Redefining the principles of corruption
26 May 1998
17 July 2014
2 December 2013
13 January 2014
9 April 2014
24 October 2014
Stephen Silber QC reveals the reasoning behind the Law Commission's proposals for a modern statute to replace existing corruption law. Stephen Silber QC is a law commissioner.
Everybody agrees that everything possible should be done in order to try to stamp out corruption because it strikes at the root of all aspects of life in a democracy.
Unfortunately, the English law of corruption has many defects. It is drawn from at least 12 statutes, including many overlapping common law offences.
The problems are illustrated by the uncertainty on the important issue of the precise mental element that has to be proved before a person can be found guilty of corruption; the law on much of this has been described as being in "impressive disarray".
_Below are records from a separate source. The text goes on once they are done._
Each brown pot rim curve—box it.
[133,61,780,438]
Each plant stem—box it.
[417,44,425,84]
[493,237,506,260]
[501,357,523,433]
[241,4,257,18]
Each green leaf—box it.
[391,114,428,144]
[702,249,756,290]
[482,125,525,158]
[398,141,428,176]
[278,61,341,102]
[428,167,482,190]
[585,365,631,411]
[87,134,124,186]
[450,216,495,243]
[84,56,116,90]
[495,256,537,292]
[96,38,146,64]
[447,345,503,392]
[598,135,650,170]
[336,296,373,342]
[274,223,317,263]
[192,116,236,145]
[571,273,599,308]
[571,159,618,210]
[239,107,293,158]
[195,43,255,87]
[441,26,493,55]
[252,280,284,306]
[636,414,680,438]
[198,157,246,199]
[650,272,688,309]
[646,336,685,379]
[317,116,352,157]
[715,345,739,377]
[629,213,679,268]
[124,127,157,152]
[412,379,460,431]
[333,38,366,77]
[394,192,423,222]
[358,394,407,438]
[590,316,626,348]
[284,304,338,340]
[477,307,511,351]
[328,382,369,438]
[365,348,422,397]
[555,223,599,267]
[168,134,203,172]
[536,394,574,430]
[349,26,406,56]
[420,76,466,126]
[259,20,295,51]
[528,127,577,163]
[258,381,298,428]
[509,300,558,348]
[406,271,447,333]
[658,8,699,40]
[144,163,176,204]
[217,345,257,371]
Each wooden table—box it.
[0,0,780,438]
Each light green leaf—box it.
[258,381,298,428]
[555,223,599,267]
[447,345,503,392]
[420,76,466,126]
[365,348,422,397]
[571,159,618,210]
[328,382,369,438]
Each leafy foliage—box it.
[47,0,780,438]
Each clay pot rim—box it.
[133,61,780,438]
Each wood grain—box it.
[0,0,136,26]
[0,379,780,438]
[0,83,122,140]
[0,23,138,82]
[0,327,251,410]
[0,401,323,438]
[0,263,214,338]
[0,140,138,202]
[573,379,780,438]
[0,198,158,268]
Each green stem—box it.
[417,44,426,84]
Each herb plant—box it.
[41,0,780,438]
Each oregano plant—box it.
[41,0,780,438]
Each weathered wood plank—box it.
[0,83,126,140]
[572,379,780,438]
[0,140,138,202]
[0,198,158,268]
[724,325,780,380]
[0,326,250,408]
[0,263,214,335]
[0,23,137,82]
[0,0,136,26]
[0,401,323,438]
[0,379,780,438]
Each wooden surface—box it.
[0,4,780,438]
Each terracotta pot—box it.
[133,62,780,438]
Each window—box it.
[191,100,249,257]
The Law Commission was asked to look at the law of corruption in response to calls from two important committees: the Salmon Royal Commission and the Committee on Standards in Public Life.
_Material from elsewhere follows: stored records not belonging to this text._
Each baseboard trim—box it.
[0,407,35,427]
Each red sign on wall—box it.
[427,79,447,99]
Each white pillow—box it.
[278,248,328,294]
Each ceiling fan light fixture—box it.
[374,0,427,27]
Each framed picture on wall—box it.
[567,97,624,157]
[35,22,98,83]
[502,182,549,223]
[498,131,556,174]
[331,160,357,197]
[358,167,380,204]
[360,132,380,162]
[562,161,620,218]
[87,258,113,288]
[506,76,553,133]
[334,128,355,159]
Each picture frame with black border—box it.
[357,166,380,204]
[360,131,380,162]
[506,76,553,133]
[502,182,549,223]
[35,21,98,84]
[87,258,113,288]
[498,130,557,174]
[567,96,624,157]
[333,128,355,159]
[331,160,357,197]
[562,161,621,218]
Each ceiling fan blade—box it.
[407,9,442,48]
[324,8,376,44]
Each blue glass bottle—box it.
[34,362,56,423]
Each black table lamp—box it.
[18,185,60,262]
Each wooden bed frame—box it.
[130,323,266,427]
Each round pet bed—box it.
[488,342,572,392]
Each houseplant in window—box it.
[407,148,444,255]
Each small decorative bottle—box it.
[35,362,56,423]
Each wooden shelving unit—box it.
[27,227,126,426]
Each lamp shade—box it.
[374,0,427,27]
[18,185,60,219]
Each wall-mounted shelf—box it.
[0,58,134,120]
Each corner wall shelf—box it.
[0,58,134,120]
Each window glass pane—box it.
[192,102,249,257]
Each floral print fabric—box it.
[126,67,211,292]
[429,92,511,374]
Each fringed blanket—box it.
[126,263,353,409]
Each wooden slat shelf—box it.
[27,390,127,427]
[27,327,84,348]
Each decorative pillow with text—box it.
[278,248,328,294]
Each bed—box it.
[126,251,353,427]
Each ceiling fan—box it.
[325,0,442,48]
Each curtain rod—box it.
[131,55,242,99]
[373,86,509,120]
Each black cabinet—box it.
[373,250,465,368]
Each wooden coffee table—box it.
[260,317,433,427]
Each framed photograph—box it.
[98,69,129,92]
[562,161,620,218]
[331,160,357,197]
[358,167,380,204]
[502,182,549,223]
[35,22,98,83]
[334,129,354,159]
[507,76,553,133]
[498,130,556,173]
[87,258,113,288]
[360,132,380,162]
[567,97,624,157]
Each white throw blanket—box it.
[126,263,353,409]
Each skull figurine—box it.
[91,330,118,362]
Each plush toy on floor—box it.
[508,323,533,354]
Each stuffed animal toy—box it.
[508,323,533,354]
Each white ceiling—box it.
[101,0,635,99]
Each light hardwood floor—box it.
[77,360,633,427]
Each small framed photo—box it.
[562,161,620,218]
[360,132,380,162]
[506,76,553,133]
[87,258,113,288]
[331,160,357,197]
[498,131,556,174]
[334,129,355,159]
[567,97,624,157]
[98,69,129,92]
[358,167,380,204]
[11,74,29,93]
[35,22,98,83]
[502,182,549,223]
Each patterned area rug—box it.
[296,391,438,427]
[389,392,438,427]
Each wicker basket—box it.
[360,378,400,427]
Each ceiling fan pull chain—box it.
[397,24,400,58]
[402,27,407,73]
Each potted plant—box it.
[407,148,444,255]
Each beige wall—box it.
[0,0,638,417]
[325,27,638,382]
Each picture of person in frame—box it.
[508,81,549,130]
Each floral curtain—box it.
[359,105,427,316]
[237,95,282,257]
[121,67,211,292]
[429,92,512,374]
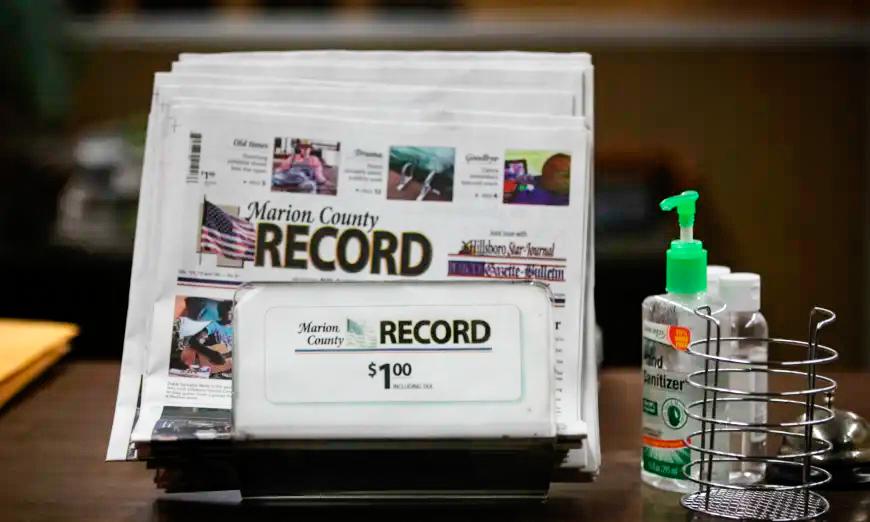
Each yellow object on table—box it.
[0,319,79,406]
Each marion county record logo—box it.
[668,326,692,352]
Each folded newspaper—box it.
[107,51,600,473]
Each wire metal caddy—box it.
[681,306,838,521]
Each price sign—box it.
[265,305,523,404]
After considering the many thoughtful and useful responses to the consultation paper, the Law Commission formulated its policy and published its report in March with a draft bill attached.
The Law of Corruption seeks to address the problems of a person being encouraged to act in breach of duty by means of a reward. The commission began its analysis of corruption in terms of an "agent" being tempted by bribery to betray the trust owed to his or her principal, using the concept of "agent" in a broad sense of someone who has agreed to perform functions for another person - the agent's "principal".
It then extended the analysis to include those who have been entrusted to perform a function not for an identifiable principal but for the public, whether the public of the UK or elsewhere. Significantly, this would enable this country to comply with the Organisation for Economic Co- operation and Development's recent convention.
The commission's recommendations are to replace the existing corruption offences with a modern statute creating four offences:
corruptly conferring, or offering or agreeing to confer, an advantage;
corruptly obtaining, soliciting or agreeing to obtain an advantage;
corrupt performance by an agent of his or her functions as an agent; and
receipt by an agent of a benefit which consists of, or is derived from, an advantage which the agent knows or believes to have been corruptly obtained.
The third and fourth of these offences represent a strengthening of the law. At present, an agent commits an offence by accepting a corrupt bribe or reward.
This seems illogical. What makes bribery wrong is that it tempts an agent to betray his or her principal's trust; yet, while the acceptance of the bribe is an offence, the betrayal itself is not.
At present, prosecutions sometimes fail because there is evidence that an agent acted in breach of his or her duty, but not that a bribe or reward was paid or even agreed.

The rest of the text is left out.